C'est la mise en route qui constitue l'epineux problème.
Je vais essayer de m y investir à mon niveau .
Au niveau du mil c est vraimment dommage en effet que l on est délaissé cette culture , parce que avec une rapide recherche on peut aprendre que c est une plante qui a besoin de peu d eau pour pousser et elle est recherché par les industriels pour l amidon qu elle contient ( les états- unis sont passé premiers producteurs mondiale ).
Dernière modification par Fodyé Cissé 17/06/2008 à 23h22
Salam
C' est vrai que l'on a delaissé les differentes cultures qui faisaient la fierté de nos villages.
Autrefois, plusieurs villages avaient leurs noms associés à certains produits. C'est ainsi que " le Faarta = La patate " va avec Aroundou et Tuabou, " Le kholigné " va avec Diawara, l'arachide avec Tuabou ... dans le Gajaaga.
Il en est de même pour certains villages maliens où chaque produit etait la chasse gardée d'un village donnée.
Avec la généralisation de l'immigration et les regroupements familiaux de plus en plus nombreux, nos villages commençaient à se vider.
Qui dit agriculture dit " bras " comme disait les chinois :
Une personne a une bouche mais 2 mains pour expliquer leur forte natalité qui etait gage de la continuité de leur agriculture.
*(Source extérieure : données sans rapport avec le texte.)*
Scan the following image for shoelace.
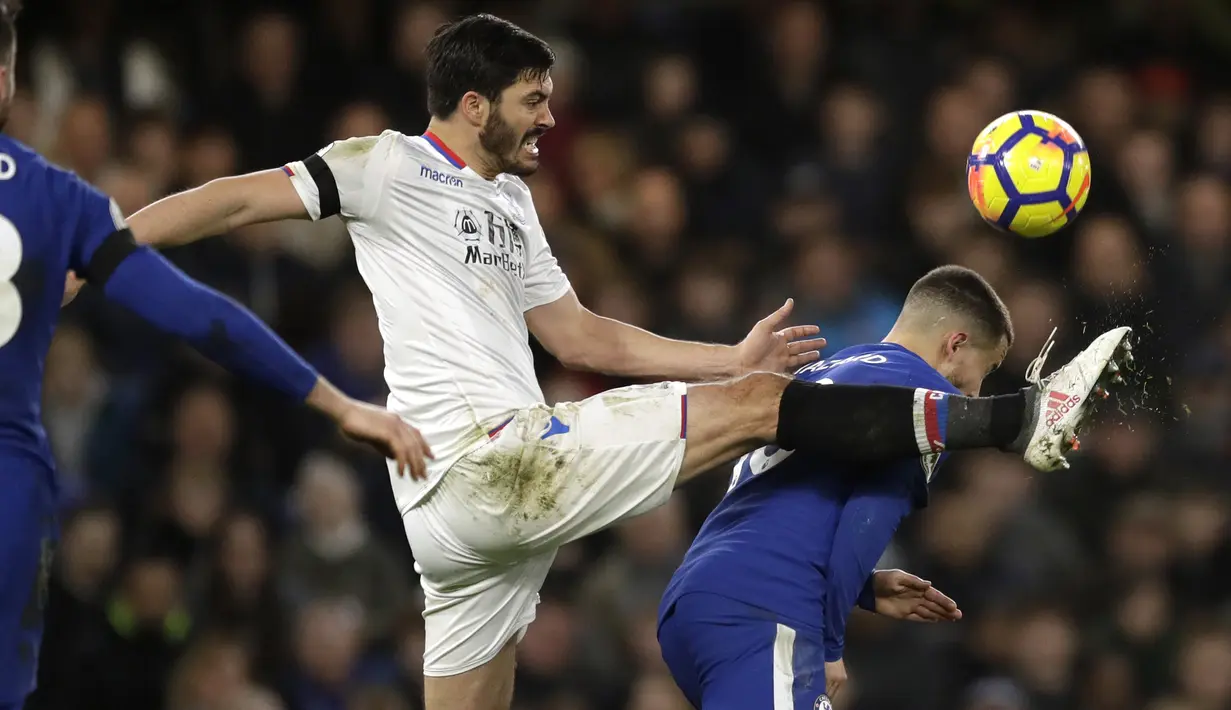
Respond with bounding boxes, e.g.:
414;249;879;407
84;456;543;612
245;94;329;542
1025;326;1059;388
Dans le monde Soninké, on a été victime de cette immigration massive qui nous a installé dans un autre besoin qui est celui de la main d'oeuvre.
Plusieurs maisons dans nos villages se sont vidés et ont delaissé de plus en plus l'agriculture. Ainsi dans les maisons où il y a 4 ou 5 garçons, l'agriculture est devenu une promenade de santé surtout s'il y a des euros qui viennent tous les mois.
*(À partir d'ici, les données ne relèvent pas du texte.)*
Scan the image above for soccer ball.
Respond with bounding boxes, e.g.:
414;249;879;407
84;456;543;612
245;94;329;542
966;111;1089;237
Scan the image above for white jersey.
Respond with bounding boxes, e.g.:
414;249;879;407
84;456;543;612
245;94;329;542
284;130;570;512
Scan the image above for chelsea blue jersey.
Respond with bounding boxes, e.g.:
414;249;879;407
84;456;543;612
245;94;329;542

Il est rare de voir des maisons où il y a des immigrés , les enfants s'adonnaient à l'agriculture alors que des maisons dont les euros sont rares, les enfants se tuent pour remplir le grenier.
Aujourd'hui, dés l'approche de l'hivernage, tous les jeunes Soninkés prennent la route des capitales. Un phénomène nouveau qui affaiblit aussi notre agriculture.
Seule bonne de notre agriculture villageoise est la création de plus en plus jardins qui alimentent les marchés locaux.
Le jardinage est un piste à explorer car dans ses formes modernes, elle est une valeur ajoutée incommensurable.